Perhaps it all based on the claim about Zimbabweans being virtual
pacifists and will thus not throw any fists. Thank God then for
that virtue!
A colleague
who was studying in Kenya and returned to the country recently told
how the Catholic Church and the people themselves resisted government
plans to destroy part of a major slum area in Nairobi ostensibly
to make way for the construction of a high way. The government reportedly
abandoned the scheme after protestations from the Church and other
quarters. Such clout is yet to be seen here. But then the operation
here was not announced. It just hit the streets like a veritable
tsunami: no warning, nothing and people just found themselves out
in the open. Still, the Zimbabwe experience has dragged on because
of that obsession with African solidarity when sovereign states
apparently can ride roughshod on democratic principles and have
to decide and solve their own internal problems.

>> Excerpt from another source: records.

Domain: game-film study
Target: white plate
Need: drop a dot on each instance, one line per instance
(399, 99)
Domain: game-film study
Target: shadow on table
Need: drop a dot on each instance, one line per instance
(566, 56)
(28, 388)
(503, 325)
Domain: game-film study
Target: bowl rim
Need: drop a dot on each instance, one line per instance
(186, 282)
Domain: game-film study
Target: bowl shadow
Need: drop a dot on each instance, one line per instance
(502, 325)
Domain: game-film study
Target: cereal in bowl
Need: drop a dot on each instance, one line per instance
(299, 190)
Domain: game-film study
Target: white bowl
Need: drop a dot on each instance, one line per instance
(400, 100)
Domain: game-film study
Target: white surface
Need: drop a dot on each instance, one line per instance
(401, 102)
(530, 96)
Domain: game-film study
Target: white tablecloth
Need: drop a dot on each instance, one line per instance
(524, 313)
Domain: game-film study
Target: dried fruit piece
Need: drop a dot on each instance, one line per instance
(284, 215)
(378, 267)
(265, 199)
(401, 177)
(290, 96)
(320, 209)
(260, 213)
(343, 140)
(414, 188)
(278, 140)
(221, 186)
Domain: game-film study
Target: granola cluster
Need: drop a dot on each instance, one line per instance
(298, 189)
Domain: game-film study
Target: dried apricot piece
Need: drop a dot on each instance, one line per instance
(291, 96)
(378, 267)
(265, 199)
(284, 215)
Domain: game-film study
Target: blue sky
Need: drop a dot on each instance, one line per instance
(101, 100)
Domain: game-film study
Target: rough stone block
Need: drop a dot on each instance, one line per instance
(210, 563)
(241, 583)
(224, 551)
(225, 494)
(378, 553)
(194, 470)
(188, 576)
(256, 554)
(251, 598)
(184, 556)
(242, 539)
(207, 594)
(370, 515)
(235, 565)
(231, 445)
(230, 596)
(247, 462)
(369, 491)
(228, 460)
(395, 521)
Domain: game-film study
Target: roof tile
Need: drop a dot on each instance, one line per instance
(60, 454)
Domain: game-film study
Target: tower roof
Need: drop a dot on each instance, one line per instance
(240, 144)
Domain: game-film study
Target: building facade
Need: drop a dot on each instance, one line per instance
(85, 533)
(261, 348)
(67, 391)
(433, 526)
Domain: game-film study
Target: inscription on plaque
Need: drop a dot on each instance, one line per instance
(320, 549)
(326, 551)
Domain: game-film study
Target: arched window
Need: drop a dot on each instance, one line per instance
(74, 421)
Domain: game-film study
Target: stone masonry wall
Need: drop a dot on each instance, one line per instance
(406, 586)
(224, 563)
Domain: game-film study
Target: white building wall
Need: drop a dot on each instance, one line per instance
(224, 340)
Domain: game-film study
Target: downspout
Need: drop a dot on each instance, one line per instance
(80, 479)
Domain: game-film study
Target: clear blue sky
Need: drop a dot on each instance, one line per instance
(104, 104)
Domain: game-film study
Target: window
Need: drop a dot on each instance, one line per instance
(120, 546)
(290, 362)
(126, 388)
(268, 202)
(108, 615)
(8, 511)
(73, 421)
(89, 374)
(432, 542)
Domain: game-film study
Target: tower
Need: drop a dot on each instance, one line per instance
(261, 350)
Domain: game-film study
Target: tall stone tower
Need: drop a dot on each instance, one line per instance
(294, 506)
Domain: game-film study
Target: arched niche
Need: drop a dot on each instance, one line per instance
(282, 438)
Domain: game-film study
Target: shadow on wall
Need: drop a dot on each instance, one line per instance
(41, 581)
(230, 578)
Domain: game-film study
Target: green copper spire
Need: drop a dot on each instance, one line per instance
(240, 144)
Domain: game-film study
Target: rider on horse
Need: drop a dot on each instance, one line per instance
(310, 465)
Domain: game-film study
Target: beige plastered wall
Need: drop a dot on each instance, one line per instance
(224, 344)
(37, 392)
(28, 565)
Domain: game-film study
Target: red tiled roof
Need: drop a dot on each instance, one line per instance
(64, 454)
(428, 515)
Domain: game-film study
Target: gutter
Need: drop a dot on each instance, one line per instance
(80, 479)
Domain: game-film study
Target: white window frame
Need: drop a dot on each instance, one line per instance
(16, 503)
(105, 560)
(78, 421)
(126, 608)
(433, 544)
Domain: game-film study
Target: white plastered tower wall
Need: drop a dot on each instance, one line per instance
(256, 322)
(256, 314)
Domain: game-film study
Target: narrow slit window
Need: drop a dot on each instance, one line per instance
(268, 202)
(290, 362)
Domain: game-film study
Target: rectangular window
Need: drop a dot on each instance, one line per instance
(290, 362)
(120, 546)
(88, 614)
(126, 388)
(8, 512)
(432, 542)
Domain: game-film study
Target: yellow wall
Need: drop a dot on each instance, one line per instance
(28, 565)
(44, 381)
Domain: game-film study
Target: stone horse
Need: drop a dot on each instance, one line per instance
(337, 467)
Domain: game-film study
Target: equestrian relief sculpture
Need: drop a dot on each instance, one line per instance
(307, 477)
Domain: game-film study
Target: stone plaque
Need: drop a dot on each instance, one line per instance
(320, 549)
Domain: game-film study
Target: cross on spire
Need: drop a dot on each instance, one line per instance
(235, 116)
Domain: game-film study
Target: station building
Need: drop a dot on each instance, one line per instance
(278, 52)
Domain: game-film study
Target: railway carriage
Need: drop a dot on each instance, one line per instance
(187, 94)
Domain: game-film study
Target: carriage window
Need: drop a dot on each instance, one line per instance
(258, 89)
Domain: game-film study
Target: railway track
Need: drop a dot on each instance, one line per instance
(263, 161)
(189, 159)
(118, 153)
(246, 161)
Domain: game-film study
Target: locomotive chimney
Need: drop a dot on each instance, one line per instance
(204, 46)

And never mind
that while this has interestingly been invoked here, it was not
heard when Laurent Kabila fell to the Banyamulenge rebels and in
the process inspired the controversial SADC military intervention
which saw only three countries sending in troops, who in any case
sought to protect an unelected regime.
Still for Zimbabwe,
sovereignty has been invoked thus leaving the country to solve its
own problems and in the process making them worse by the day. But
because it has been whispered that the Zimbabwean president sends
chills down the spines of his counterparts across the continent,
it would therefore mean the motif is not African solidarity but
is informed by literally being afraid of a bully. And you go against
the bully to own peril. It would however be interesting then to
listen to what will be said by these same pan-Africans when Zimbabwe
takes its place among failed states - as if it hasn't already -
where people marching for democracy take bullets from the security
forces. Failure to act always afflicts one with mind-blowing guilt,
but then should that troubled conscience be the only way people
and nations will respond to the Zimbabwe crisis?